We are not left  with the sense that trusting Fire to the Metropolitan Opera, tempting as the invitation must have been, was the right choice. Anthony Tommasini of the New York Times points out that the work was better served in a theatre of under 1,000 seats in St. Louis. (It was commissioned by the Opera Theater of St Louis where it debuted in 2019). Many contemporary opera performers compose for a chamber orchestra. The smaller form better suits experimental work. Opera Philadelphia has paved the way for these works in theaters that seat around 650 people.

The Metropolitan Opera House is a dinosaur in our age. Few voices can reach the rafters where the last of 4,000 seats hug the top wall. Voices are ruined in the effort

The Met has tried to keep abreast of the times by mounting some new composers' work. Nico Muhly’s small opera, Two Boys, was forced to fill the big Met stage, 90 feet deep and a 103 feet wide. Fire has suffered the same fate. 

Opera Philadelphia commissioned and mounted We Shall Not be Moved by composer Daniel Bernard Roumain and librettist Marc Bamuthi Joseph who teamed up with legendary black director and choreographer Bill T. Jones in September of 2017.  This opera is Black, but does not fit the “pure black only” the Met seems to have been looking for. An Hispanic female police officer is featured, among other ethnic variations. 

The story of We Shall Not be Moved however, is African American, focusing on the pressures of gentrification. The opera played successfully in New York at Harlem’s Apollo Theater as well as in Philadelphia with its large black population. Fire's subject is universal: sexual abuse and the discovery of sexual preference.

The Met Opera version of Fire has been blown up to sprawl across the largest opera stage in the world. Casting a lead singer with a beautiful, but not large voice, does the performer no favors.  Dance choreography by Camille A. Brown does not acknowledge the pain.

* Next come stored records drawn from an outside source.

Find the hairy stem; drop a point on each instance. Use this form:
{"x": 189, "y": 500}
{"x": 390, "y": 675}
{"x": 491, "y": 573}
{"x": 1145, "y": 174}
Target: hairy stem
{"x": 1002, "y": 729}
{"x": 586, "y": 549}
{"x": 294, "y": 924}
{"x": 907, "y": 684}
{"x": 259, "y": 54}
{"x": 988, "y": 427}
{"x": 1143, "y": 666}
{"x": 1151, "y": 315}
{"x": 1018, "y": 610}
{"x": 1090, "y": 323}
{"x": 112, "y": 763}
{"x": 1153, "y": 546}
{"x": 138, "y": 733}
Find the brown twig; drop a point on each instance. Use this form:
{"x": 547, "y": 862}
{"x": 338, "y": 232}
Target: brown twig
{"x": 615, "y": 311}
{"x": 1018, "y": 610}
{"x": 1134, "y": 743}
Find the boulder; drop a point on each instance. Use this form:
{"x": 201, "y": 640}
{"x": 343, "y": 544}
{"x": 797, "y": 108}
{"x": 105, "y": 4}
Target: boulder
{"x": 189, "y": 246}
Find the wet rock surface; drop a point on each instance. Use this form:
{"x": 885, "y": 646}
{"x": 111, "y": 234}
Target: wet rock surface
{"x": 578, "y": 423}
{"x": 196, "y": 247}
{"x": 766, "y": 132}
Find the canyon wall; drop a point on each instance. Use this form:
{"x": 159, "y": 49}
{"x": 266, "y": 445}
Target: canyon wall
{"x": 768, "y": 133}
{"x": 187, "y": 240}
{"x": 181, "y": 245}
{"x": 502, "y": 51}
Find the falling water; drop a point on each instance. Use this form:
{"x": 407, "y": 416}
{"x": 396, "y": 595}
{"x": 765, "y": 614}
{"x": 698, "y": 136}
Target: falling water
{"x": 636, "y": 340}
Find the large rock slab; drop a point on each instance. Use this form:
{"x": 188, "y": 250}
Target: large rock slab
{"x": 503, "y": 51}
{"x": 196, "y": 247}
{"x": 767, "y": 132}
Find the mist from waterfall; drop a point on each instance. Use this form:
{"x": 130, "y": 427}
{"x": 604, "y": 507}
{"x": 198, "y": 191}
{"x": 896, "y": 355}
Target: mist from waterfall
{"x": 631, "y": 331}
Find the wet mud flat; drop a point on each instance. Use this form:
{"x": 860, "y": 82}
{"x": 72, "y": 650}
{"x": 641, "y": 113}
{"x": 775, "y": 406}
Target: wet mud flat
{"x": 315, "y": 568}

Cleo Parker Robinson just celebrated the 50th anniversary of her Black modern dance troupe in Denver, in an opera house that lies near to the stadium where Barack Obama was nominated as the Democrat’s candidate in 2008.  Her work opened the Joyce Theatre in New York.  She is a student of Katherine Dunham and worked side-by-side with Alvin Ailey.These troopers have always sought a broad audience. Blanchard does as well. In our truth  and reconciliation process, all comers should d be invited.

So what do we make of the Met’s effort?  From a public relations point of view it is brilliant. Does it serve the Black community? Maybe for a moment.

If we are to experience work of composers from different cultures on the opera stage, let the stage be the right setting for the work. In the rush to encourage diversity, let artists protect themselves from earnest producers. Let them take a breath and ask if their work is best served in the venues offered. Is a 90 feet deep,103 feet wide stage necessary or useful?

Fire Shut Up in My Bones will have productions at the Lyric Opera in Chicago this spring and also at the Los Angles Opera. (These companies co-commissioned with the Met).  Perhaps its intimacy can be restored as it travels to less grandiose venues.